The fountain, installed at 2432 West Burnside Street on the northeastern corner of Washington Park, was designed by A. E. Doyle and Associates. It was funded by a $5,000 bequest gifted to the City of Portland by attorney, jurist and politician Loyal B. Stearns for a drinking fountain on upper West Burnside Street. The design firm was selected as the winner of a contest for the fountain's design. Blaesing Granite Company served as the contractor.

The memorial consists of a slightly curved Cold Springs Rainbow granite wall with three chrome-plated brass drinking fountains at varying levels in the front, plus a trough in the rear. The fountain measures 8 ft, 8 in x 16 ft, 8 in x 5 ft, 4 in, and rests on a granite base which measures approximately 7 in x 13.5 ft x 5.5 ft. An inscription across the top reads: LOYAL B. STEARNS MEMORIAL 1936.
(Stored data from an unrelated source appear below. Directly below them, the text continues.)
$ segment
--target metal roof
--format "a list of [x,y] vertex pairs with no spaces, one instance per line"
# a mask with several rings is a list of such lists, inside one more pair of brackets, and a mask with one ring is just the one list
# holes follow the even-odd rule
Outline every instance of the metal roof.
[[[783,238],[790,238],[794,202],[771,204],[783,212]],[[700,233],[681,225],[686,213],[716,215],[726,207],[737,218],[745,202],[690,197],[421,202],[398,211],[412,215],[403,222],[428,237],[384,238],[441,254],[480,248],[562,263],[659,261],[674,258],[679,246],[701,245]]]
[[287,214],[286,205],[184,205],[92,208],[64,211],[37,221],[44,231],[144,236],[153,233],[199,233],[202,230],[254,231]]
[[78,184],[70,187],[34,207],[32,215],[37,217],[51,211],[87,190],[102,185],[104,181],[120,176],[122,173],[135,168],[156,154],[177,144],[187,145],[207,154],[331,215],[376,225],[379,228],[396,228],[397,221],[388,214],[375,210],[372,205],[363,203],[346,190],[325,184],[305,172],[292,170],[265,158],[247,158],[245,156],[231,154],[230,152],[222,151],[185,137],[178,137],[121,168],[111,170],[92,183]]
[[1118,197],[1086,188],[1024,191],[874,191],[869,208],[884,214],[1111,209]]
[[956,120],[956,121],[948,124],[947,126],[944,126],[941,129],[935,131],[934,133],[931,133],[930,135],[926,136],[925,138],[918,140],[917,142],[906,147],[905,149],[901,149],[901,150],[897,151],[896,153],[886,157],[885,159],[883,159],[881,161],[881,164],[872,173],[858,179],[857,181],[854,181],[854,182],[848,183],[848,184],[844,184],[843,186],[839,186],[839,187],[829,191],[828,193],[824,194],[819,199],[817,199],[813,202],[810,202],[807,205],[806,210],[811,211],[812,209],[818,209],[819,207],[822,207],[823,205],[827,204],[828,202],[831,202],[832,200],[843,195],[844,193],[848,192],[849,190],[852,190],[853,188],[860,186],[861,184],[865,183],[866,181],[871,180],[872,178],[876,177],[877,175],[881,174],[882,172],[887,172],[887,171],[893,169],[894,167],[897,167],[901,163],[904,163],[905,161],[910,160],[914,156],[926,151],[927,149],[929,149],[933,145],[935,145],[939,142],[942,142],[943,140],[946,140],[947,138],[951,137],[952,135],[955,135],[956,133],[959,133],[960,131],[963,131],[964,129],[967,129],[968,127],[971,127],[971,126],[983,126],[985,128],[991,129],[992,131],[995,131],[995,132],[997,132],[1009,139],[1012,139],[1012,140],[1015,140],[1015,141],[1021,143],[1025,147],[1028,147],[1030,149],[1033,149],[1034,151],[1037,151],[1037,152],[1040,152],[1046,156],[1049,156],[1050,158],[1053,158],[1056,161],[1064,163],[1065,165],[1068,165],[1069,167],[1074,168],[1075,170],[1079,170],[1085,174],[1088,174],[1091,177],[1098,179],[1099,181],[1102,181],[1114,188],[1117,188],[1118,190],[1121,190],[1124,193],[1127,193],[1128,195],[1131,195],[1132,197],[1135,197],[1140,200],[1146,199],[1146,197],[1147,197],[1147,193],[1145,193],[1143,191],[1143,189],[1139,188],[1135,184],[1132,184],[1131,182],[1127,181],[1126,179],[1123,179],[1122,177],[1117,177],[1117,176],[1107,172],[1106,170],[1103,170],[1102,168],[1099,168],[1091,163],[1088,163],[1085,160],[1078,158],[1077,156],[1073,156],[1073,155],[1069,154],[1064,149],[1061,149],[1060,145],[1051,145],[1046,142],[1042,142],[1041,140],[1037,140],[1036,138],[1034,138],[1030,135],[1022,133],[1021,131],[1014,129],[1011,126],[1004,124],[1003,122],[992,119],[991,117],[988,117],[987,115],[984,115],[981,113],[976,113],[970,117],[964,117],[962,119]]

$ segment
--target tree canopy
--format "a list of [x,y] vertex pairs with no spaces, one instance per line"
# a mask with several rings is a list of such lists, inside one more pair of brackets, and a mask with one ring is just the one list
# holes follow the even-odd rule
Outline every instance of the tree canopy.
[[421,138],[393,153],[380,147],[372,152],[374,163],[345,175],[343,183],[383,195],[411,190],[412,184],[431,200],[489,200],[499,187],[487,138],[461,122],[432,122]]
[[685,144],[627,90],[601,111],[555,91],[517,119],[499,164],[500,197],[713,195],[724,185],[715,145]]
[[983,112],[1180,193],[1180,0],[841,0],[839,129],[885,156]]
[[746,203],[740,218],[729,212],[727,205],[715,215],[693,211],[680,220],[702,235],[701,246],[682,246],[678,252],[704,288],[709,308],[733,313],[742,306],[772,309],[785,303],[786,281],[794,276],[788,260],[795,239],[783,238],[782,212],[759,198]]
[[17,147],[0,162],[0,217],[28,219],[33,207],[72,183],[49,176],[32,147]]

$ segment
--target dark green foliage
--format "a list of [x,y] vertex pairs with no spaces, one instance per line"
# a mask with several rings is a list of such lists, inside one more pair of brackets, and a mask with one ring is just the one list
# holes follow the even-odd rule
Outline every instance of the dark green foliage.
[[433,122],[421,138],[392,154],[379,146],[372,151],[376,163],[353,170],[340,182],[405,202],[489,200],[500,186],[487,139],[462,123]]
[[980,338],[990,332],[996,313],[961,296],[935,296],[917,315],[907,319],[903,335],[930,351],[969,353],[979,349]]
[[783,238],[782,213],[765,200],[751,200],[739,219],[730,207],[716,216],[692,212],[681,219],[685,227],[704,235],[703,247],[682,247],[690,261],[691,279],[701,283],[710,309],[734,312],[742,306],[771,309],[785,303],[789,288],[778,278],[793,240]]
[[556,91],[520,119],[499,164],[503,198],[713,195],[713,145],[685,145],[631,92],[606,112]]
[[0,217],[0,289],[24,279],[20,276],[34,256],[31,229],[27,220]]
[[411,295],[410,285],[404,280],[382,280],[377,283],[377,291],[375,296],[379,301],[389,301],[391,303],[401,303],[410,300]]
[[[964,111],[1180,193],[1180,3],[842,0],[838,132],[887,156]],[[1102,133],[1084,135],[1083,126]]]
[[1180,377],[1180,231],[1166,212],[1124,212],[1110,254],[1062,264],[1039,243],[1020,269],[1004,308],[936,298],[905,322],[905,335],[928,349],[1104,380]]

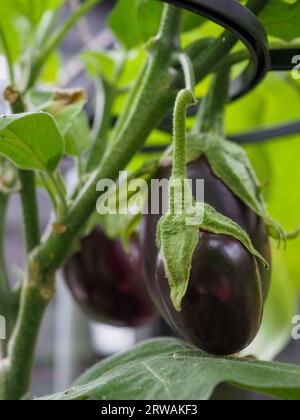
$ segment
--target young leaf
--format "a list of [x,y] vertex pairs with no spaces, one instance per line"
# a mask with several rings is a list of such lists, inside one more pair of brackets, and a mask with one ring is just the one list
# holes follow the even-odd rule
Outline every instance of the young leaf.
[[254,248],[249,235],[237,223],[218,213],[208,204],[204,204],[204,220],[201,223],[201,230],[235,238],[265,267],[269,266],[263,256]]
[[0,153],[21,169],[53,172],[64,152],[54,118],[25,113],[0,118]]
[[269,228],[269,234],[276,239],[285,239],[285,233],[273,221],[261,195],[261,185],[242,147],[222,137],[203,136],[203,154],[208,159],[213,173],[220,178],[257,215],[261,216]]
[[69,390],[41,400],[208,400],[224,382],[300,399],[299,366],[214,357],[175,338],[159,338],[104,360]]

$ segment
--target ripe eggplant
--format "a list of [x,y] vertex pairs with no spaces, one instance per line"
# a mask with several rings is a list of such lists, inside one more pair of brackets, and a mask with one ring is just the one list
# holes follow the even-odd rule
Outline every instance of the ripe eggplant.
[[82,239],[81,250],[64,267],[66,283],[82,310],[94,321],[135,327],[157,311],[147,293],[139,240],[110,240],[97,227]]
[[[218,179],[204,157],[187,165],[188,179],[205,181],[205,201],[238,223],[255,248],[270,262],[270,244],[263,221]],[[158,179],[169,178],[171,166],[162,166]],[[149,205],[151,197],[149,196]],[[270,286],[270,270],[249,254],[237,240],[200,232],[181,312],[170,300],[170,287],[156,245],[160,215],[143,218],[141,244],[149,291],[173,329],[202,350],[233,354],[256,336],[262,319],[263,299]]]

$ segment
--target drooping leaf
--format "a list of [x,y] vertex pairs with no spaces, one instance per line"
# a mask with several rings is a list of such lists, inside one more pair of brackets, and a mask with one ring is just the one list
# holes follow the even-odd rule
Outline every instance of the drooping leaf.
[[284,400],[300,399],[300,367],[209,356],[172,338],[142,343],[42,400],[208,400],[221,383]]
[[53,172],[64,152],[54,118],[44,112],[0,118],[0,153],[21,169]]

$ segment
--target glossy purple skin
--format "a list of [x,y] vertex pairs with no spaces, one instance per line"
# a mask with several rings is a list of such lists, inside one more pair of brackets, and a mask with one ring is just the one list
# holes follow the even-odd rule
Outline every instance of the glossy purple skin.
[[263,313],[260,275],[255,259],[235,239],[201,233],[180,312],[170,300],[160,257],[155,282],[170,326],[201,350],[235,354],[256,337]]
[[[187,170],[189,179],[205,180],[205,201],[244,228],[254,246],[270,261],[268,235],[261,219],[214,176],[206,159],[189,164]],[[169,178],[170,172],[170,166],[162,167],[158,178]],[[261,324],[262,296],[266,297],[269,289],[270,270],[261,264],[257,266],[256,260],[233,238],[203,233],[194,254],[183,309],[177,313],[170,302],[170,289],[156,246],[159,218],[160,215],[143,218],[141,245],[148,288],[162,315],[180,335],[202,350],[233,354],[245,348]],[[232,250],[236,252],[233,256]],[[230,296],[226,304],[217,298],[223,295],[224,284]],[[214,293],[210,285],[214,285]]]
[[96,228],[64,267],[67,285],[82,310],[96,322],[139,326],[157,316],[145,285],[137,237],[129,254],[120,240]]

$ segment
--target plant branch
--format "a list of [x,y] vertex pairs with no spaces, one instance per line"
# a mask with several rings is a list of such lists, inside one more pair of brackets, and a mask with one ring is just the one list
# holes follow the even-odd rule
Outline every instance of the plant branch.
[[5,398],[19,400],[28,391],[36,341],[44,312],[54,295],[54,275],[44,274],[30,263],[29,277],[23,286],[20,313],[9,343],[9,369],[6,375]]

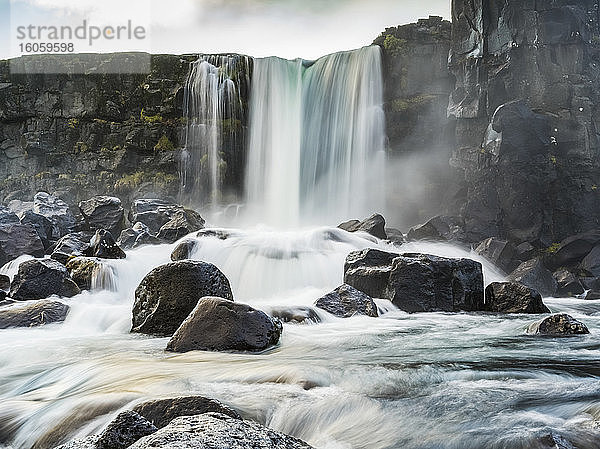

The Smithsonian Institution categorizes the sculpture as abstract ("geometric"). It was surveyed and considered "treatment urgent" by Smithsonian's "Save Outdoor Sculpture!" program in November 1993. The City of Portland's Metropolitan Arts Commission administered the memorial at that time. The city's Bureau of Planning categorized it as "Rank II" in its "Historic Resource Inventory (HRI) Properties in Public Ownership", a survey project completed in 1984.